Do your suppliers answer your emails promptly? Do your customers talk to you about their changes in demand so you can plan in advance? If you know what kind of orders you’ll be expecting, you can make sure you can fulfil them. The last thing you want from a cash flow perspective is too much stock on your hands that didn’t get ordered when you expected. Dealing with contacts that don’t keep you updated about what’s going on makes your job increasingly difficult.

Your lead times will also be affected if someone in the chain is less efficient. If your suppliers don’t get goods to you quickly enough, you might not be able to meet your customers’ order deadlines. Always make sure you’re working with people who have clear and reliable lead times. If you’re not, get out and find someone else.

Here are a few things to ask yourself about your suppliers:

  • Do your orders arrive when you expect them to?
  • Are there any mix ups or bungled orders?
  • How do they respond to errors?

Try checking out supplier listings on sites like Alibaba to find an alternative company that can meet your needs

3. Keep everyone in the loop

You’ve probably heard the phrase “supply chain visibility” thrown about. It’s a really important part of understanding your pressure points and snags. In essence, what visibility refers to is how able you are to track every component of your product. If you have good visibility then you’ll know what’s happening with each part in real time.

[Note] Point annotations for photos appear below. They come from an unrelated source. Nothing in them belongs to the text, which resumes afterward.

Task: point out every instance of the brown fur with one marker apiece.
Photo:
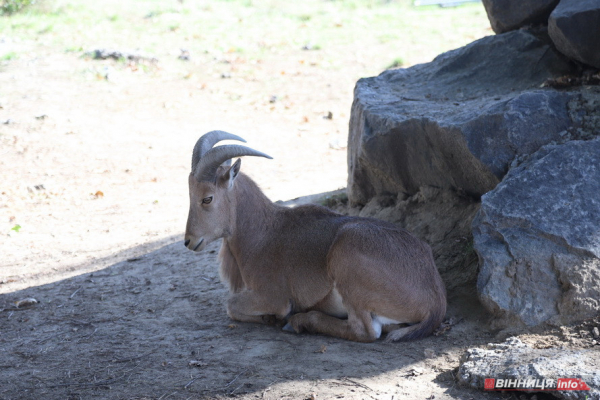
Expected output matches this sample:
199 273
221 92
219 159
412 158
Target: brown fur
296 264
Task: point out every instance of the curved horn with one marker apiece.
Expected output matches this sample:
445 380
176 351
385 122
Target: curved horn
207 167
207 141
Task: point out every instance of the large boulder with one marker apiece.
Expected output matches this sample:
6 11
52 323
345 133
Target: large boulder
508 15
458 122
537 235
574 27
515 360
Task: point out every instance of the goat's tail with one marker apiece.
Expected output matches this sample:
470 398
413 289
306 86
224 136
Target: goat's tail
420 329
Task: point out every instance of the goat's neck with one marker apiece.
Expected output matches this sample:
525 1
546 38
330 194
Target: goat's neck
253 216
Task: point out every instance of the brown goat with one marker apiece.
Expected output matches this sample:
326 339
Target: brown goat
317 270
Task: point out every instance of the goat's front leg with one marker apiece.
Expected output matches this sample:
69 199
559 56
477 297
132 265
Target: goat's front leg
251 306
358 326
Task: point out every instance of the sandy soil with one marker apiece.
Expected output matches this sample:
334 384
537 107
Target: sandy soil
94 171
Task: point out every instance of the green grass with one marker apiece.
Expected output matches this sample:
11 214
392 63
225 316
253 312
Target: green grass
259 30
9 56
9 7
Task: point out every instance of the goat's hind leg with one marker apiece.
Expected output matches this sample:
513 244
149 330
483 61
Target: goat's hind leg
358 326
250 306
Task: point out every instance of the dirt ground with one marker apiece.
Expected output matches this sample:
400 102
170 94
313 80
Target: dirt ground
93 202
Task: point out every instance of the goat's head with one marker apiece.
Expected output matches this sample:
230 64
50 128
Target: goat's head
211 182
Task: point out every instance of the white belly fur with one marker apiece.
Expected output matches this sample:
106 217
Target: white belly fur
379 322
337 305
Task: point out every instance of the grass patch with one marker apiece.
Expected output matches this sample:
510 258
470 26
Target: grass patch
11 55
9 7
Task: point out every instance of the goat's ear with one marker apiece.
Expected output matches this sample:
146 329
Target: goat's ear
232 173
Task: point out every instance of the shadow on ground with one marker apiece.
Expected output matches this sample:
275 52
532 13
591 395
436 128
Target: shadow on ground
155 327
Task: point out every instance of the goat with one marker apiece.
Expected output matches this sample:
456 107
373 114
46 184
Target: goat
313 269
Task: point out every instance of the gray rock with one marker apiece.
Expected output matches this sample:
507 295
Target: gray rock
508 15
516 360
537 235
457 122
574 27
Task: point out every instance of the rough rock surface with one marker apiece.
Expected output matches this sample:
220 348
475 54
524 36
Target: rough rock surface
508 15
574 27
537 235
514 359
456 123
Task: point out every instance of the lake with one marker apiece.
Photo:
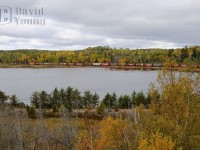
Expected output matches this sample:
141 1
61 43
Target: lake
23 82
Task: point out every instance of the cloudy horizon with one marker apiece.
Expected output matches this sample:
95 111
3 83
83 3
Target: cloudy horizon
78 24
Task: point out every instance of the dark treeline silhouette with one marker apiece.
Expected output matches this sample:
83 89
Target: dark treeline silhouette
103 54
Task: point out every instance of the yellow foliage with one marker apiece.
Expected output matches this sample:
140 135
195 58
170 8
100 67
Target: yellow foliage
156 142
113 134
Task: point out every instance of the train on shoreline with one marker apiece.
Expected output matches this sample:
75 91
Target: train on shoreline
115 64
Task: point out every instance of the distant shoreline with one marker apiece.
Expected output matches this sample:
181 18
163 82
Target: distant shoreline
184 69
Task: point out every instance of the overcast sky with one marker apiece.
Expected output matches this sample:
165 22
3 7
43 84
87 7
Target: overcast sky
77 24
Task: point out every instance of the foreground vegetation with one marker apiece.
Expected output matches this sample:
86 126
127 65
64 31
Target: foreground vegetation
170 121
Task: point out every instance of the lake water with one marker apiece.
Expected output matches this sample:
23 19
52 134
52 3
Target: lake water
23 82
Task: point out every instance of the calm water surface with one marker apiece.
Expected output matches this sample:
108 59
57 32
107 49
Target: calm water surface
23 82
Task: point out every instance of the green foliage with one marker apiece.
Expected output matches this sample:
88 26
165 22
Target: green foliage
102 54
14 101
31 112
3 97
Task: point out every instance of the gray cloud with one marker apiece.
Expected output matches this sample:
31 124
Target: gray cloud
75 24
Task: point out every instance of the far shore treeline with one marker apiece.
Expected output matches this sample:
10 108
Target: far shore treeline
103 54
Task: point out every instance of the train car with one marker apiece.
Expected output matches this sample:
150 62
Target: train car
175 65
130 64
157 65
183 65
39 63
122 64
87 64
79 64
31 63
113 64
138 64
62 64
104 64
96 64
148 65
71 64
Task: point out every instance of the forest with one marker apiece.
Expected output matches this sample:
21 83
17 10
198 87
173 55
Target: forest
167 118
103 54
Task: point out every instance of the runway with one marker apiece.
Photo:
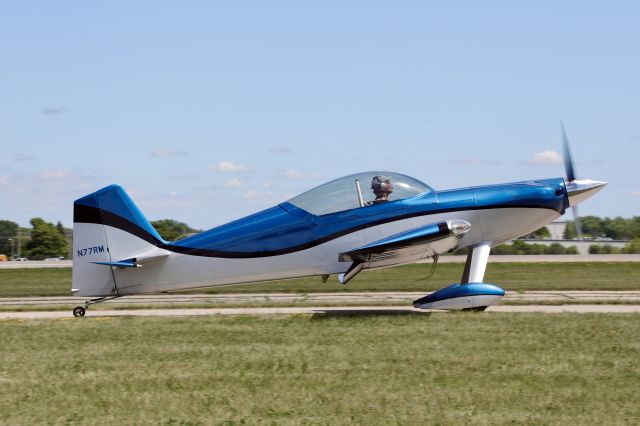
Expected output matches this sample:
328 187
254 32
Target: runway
317 304
330 311
354 298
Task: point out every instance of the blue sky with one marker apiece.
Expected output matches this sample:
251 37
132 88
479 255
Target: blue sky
208 111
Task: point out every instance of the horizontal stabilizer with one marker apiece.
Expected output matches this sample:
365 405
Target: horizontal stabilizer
128 263
138 260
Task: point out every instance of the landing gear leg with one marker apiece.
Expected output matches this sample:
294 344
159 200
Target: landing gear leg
79 311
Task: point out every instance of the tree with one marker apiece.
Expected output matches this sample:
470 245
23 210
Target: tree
538 234
632 247
46 241
172 230
60 229
8 230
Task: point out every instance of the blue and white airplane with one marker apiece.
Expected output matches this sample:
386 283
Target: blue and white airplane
362 221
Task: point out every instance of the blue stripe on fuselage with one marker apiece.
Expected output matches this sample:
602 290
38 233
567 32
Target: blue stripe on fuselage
285 228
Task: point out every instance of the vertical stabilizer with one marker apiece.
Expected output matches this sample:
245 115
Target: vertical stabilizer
107 227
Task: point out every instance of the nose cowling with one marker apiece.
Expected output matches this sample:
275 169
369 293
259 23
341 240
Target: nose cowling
579 189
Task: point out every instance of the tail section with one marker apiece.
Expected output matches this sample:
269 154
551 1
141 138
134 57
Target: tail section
109 232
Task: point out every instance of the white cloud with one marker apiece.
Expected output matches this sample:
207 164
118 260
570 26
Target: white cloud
259 196
465 161
48 194
161 152
546 158
234 183
55 174
294 174
22 157
280 150
229 167
185 177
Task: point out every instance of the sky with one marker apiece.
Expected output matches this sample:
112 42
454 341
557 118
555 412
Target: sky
208 111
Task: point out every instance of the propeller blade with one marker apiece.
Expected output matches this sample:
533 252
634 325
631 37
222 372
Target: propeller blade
576 222
568 161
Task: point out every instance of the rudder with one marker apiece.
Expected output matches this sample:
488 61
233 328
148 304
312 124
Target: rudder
108 227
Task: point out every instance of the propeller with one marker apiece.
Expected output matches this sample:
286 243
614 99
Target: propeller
571 176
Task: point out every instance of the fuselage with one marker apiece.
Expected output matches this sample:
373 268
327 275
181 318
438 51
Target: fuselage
288 242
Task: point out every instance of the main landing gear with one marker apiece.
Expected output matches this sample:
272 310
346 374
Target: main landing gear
79 311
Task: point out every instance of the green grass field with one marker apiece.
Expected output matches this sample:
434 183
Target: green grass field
511 276
403 369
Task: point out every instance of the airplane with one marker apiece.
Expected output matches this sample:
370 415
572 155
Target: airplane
338 228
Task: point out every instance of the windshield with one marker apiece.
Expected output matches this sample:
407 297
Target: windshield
343 193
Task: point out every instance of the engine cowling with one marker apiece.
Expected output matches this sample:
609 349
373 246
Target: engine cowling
461 297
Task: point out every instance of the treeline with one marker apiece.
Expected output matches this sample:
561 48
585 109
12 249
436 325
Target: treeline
46 240
43 240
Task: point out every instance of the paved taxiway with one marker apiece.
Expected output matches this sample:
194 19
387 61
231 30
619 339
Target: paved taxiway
358 310
529 297
532 301
559 258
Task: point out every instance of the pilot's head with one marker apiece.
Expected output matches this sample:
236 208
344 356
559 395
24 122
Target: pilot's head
382 187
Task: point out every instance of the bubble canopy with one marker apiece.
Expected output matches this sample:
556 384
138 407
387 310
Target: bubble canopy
343 194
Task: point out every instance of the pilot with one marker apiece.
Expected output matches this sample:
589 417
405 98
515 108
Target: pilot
382 187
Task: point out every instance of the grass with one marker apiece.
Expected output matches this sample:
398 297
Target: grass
365 369
510 276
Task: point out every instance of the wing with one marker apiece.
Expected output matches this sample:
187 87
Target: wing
406 247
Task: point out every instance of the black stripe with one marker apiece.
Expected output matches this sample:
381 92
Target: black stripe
421 300
104 217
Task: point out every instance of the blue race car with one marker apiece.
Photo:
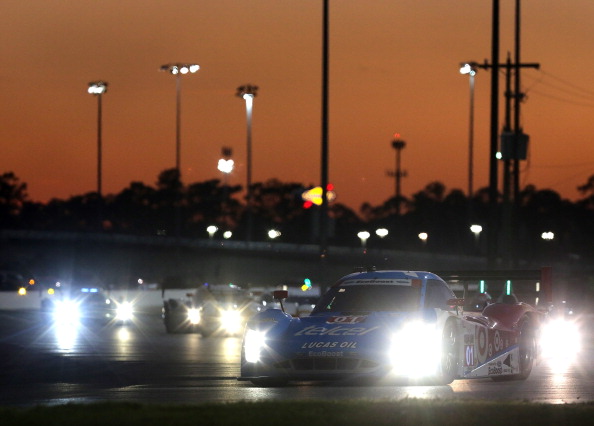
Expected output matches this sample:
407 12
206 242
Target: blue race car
391 325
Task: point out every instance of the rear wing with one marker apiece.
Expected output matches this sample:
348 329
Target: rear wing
535 286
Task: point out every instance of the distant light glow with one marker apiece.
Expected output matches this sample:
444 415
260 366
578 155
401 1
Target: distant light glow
468 69
381 232
225 166
180 68
97 87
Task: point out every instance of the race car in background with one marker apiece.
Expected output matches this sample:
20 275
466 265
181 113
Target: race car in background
85 304
220 309
402 325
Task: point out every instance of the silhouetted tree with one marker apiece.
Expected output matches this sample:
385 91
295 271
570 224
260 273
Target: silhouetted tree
13 195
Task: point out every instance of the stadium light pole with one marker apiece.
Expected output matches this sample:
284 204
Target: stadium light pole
470 68
98 88
178 70
248 93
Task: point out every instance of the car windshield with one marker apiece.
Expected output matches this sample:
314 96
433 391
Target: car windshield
357 298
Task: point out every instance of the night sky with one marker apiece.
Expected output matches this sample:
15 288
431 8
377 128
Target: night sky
393 68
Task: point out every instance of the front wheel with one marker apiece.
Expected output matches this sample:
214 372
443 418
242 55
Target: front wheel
527 353
448 368
527 350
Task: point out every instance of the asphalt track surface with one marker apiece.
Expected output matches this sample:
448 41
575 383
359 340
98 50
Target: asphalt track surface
41 364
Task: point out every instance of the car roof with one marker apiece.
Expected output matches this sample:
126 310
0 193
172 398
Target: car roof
388 277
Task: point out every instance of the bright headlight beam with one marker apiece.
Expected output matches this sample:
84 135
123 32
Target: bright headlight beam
66 311
560 339
194 316
415 349
253 344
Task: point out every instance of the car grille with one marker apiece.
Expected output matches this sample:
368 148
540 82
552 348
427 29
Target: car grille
326 363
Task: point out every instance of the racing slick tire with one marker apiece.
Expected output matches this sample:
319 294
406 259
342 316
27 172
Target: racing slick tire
448 368
527 350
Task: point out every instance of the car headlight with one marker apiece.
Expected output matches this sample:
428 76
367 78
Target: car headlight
231 320
253 344
124 311
194 316
560 339
415 349
66 311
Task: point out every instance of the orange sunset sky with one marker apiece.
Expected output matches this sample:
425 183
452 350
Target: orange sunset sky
393 68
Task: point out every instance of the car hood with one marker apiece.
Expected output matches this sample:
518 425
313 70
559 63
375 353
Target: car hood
339 334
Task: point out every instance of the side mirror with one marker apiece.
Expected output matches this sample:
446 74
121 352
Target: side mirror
280 294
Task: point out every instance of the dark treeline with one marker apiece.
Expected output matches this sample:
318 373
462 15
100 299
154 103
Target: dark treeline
171 208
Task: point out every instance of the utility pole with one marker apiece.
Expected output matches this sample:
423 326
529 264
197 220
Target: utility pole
398 144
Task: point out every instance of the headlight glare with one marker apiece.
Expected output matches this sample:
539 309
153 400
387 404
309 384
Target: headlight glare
194 316
66 311
415 349
560 339
254 342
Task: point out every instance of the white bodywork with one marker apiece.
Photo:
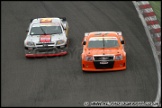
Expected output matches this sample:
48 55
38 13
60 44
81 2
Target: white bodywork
35 39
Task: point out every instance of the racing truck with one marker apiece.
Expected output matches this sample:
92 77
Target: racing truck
103 51
47 37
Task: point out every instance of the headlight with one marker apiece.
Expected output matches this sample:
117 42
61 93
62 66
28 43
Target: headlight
30 43
118 57
60 42
89 58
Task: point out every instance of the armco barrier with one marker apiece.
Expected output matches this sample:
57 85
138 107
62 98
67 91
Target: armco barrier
153 31
152 24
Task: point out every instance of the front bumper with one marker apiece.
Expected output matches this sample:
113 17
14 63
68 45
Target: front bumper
90 66
35 52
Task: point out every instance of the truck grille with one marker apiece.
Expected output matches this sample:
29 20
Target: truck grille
45 48
103 62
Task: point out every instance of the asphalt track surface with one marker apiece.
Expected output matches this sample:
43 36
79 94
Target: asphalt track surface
59 81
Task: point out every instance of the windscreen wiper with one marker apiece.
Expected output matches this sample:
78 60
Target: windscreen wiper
43 31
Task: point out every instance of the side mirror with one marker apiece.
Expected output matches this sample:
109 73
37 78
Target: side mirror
122 42
84 43
64 28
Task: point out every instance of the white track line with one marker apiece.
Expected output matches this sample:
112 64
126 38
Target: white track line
158 67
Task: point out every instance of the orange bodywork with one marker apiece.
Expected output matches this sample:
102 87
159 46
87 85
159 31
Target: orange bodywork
103 59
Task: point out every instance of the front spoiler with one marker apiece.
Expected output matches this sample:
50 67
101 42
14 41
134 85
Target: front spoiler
46 55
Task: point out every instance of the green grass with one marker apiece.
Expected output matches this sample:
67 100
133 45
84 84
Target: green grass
156 6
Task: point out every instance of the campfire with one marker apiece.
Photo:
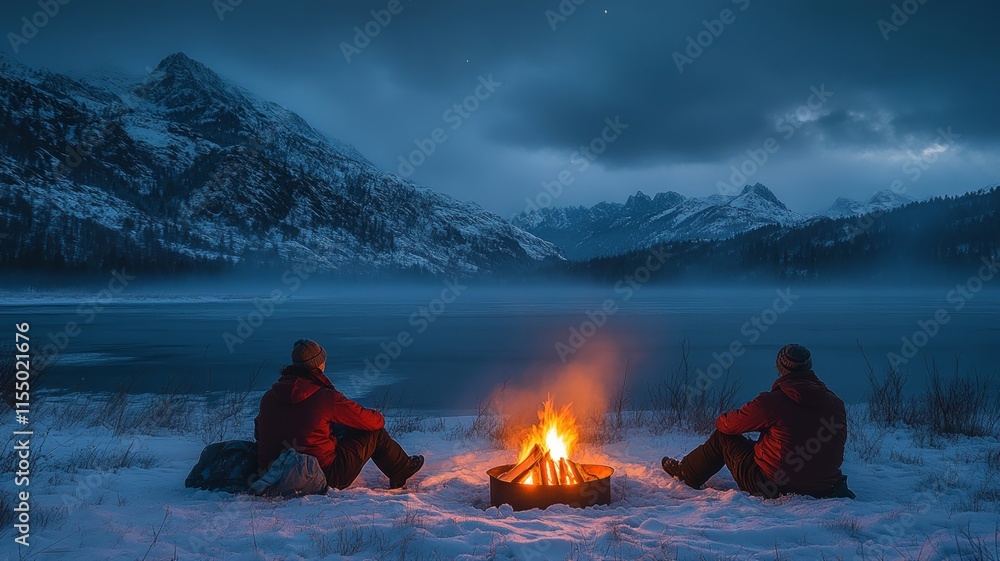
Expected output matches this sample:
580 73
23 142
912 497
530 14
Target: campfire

There are also supply chain management systems, or inventory management software, that can help boost visibility by digitising the process. They allow you not only to see what’s happening at every stage, but also to share your own information with suppliers and customers. Even third-party logistics (3PL) providers will have up to date information on your order. The more each link can see what’s happening in real time, the fewer mistakes are likely to be made. And that means more cost savings for you and better managed deadlines.

4. Analyse your performance

Take a regular look at how well your supply chain works for you. You should be looking at lead times, late or unfulfilled orders, price changes and quality dips, to name a few. Do this at least once a quarter to identify any snags and patterns. Knocking these on the head early will save you money and reputation in the long run, so always keep tabs.

If you keep noticing the same problems cropping up, work out what the cause is. There could be a weak link in your supply chain at any point, so don’t rely on one company being good forever. Try to identify where the issue is coming from. Is it your supplier, logistics provider or slipping warehouse standards?

When you’ve worked out why you’re having problems, you have a few options. Firstly if it’s the supplier then talk to them. Explain what’s gone wrong and how regularly it’s happening. It’s up to them to improve if they want to keep your custom. If it’s mishandling at the warehouse that’s causing damage or delays then improve your training for those employees. But if the issue is too critical then you might want to switch provider or supplier immediately.

5. Do you need to do it all?

Often it’s best to stick to what we’re good at. In the long-term, you might see better value for your business if you outsource some of your work. A third-party provider might be better equipped (and faster) than you at certain parts of the manufacturing processes.

Although you’ll pay for their services, the added speed and efficiency could make your product more attractive to customers and put you ahead of your competition. Besides, it means you won’t need to take on specialist staff or machines, which could cost more overall. So you can offer more without the cost of R&D.

Measure, review and revise

The key to a strong supply chain is in the details. The sooner you know exactly what you need and when, the easier it is to fulfil your own orders on time. Improving visibility across the entire supply chain makes this even more straightforward, so share useful information with the other parties.

The best supplier/manufacturer/retailer relationships are ones that prioritise communication and clear forecasting. This leads to an efficient supply chain, which makes everyone happy, including the final customers. It’s the key to gaining and maintaining a competitive advantage in your sector.